= John of Antioch (historian) =

7th-century monk and chronicler

John of Antioch (Greek: Ίωάννης Άντιοχείας) was a 7th-century chronicler, who wrote in Greek. He was a monk, apparently contemporary with Emperor Heraclius (reigned 610-41). Heinrich Gelzer identifies the author with the Syrian Orthodox Patriarch of Antioch John of the Sedre, who ruled from 630 to 648.

== Historia chronike ==
John of Antioch's chronicle, Historia chronike, is a universal history stretching from Adam to the death of Phocas; it is one of the many adaptations and imitations of the better known chronicle of John Malalas. His sources include Eutropius (whose organization he followed) and Plutarch, as well as Sextus Julius Africanus, Eusebius, and Ammianus Marcellinus. It was divided into 14 books, of which the first 5 (the "Ancient History") covered the period from Creation up to the reign of Philip II of Macedon, the next 5 (the "Books of the Consuls", λόγοι ὑπάτων) covered the Roman Republic up to 30 BC, and the last 4 (the "Books of the Emperors") covered the Roman Empire through the reign of Phocas. A manuscript found in 1899 in the Monastery of Iviron on Mount Athos preserves the entire 4th Book of the Consuls, plus the end of the 3rd and the beginning of the 5th; of the rest of the chronicle only fragments remain. In the main extant section of the text, his method was in each book to summarize the corresponding book of Eutropius, with various added details (in the case of the surviving Book 4 mainly drawn from Plutarch's life of Sulla), and to add to each book a brief appendix on some matters not covered by Eutropius. He generally repeats even the mistakes made by Eutropius (e.g., conflating Attalus II and III), and sometimes adds his own misunderstandings of his historical sources (as when he declares that Sulla was dictator for two separate terms, or when he misinterprets ἱππεῖς in that context as cavalry soldiers).
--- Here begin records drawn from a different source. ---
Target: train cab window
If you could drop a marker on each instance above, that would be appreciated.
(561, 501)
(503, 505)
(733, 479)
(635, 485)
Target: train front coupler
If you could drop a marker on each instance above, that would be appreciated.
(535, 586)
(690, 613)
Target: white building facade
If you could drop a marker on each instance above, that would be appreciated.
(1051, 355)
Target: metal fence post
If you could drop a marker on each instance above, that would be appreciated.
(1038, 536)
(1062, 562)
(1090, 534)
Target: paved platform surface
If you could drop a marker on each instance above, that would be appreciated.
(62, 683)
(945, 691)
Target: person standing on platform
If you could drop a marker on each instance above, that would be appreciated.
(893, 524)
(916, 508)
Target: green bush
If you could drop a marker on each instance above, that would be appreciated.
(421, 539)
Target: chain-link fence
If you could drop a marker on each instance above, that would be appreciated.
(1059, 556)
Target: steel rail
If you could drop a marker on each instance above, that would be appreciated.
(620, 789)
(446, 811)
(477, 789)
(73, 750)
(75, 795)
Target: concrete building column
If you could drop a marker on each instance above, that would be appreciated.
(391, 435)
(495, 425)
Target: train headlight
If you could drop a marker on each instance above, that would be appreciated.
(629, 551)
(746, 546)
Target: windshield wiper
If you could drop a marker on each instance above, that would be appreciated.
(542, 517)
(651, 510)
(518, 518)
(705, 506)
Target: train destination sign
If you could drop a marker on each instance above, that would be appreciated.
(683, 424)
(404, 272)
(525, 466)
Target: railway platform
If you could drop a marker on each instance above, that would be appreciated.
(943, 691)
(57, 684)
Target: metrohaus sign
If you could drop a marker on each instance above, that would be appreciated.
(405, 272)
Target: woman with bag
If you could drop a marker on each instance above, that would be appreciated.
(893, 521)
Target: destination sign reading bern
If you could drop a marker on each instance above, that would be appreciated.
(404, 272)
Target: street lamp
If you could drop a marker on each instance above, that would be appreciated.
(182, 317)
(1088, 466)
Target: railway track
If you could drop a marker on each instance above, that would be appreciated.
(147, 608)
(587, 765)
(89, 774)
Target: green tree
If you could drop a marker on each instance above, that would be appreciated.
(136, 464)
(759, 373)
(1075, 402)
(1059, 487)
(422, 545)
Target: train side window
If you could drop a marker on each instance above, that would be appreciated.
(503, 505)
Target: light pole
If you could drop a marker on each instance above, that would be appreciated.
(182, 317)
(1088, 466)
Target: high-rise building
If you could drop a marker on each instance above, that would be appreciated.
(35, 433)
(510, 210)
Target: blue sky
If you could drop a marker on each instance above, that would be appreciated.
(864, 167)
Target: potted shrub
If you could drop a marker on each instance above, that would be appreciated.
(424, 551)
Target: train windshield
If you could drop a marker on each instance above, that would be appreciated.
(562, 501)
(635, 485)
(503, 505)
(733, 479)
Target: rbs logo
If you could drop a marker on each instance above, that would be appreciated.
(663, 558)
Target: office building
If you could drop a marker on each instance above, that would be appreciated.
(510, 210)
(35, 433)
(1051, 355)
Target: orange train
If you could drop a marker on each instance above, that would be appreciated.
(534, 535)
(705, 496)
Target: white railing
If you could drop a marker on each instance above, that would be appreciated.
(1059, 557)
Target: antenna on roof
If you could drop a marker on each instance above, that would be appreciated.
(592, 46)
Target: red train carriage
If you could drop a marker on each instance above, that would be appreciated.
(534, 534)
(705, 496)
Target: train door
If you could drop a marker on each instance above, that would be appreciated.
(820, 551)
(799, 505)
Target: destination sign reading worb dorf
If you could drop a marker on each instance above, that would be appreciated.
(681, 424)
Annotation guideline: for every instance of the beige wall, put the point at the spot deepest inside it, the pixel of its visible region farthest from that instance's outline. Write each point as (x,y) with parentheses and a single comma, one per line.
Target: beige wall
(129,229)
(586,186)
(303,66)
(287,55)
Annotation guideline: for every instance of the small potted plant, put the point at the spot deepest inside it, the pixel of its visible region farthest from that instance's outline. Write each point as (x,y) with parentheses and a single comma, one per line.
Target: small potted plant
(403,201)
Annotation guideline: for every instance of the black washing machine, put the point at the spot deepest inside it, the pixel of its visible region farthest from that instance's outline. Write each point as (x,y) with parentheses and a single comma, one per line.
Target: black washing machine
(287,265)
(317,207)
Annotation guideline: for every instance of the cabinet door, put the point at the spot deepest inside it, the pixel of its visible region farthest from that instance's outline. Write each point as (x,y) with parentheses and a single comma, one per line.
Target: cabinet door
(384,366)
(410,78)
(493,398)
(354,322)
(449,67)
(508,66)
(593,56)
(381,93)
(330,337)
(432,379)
The fragments of the chronicle are contained in two collections, the Codex Parisinus 1763, which was published in an edition by Claudius Salmasius, and the encyclopedia of history in fifty-three chapters made by order of Constantine VII Porphyrogenitus (912-59), the so-called Excerpta Constantiniana. Of the Constantinian collection only parts remain. Two titles: "Of Virtue and Vice" and "Of Conspiracies against Emperors" contain the literary remains of John of Antioch. A difficulty arises from the fact that a great part of the extracts (from the Roman Commonwealth of Justin I) differs considerably from the corresponding quotations in the Salmasian collection. The Constantinian passages are of the nature the old Hellenic writing of history, the Salmasian ones are rather Byzantine and Christian. The Salmasian compilation is older, and so appears to be the original text; the other is no doubt a re-arrangement made under the influence of the Hellenic Renaissance started by patriarch Photius. But some authorities see in them two different originals and speak of a "Constantinian" and a "Salmasian" John of Antioch.

The Salmasian excerpts are edited by Cramer, Anecdota Graecae cod. mss. regiae Parisiensis, II, Oxford 1839, 383-401. Both series of fragments are in C. Muller, "Fragmenta Historicorum Graecorum", vol. IV, Paris, 1883, 535-622; V, 27-8.

==Influence==
John of Antioch's history was evidently seen positively by the later Byzantine writers. Besides its inclusion in the Constantinian Excerpts, Maximus Planudes included fragments of it in an anthology of historians, and the Suda makes extensive use of it. However, as a mere epitome of earlier works, it is valued little by modern historians except as evidence about other Byzantine writers.

==Editions==
- Mariev, Sergei (ed.). Ioannis Antiocheni fragmenta quae supersunt omnia. Corpus Fontium Historiae Byzantinae – Series Berolinensis, Volume 47. De Gruyter, 2008. . Contains Greek text with English translation.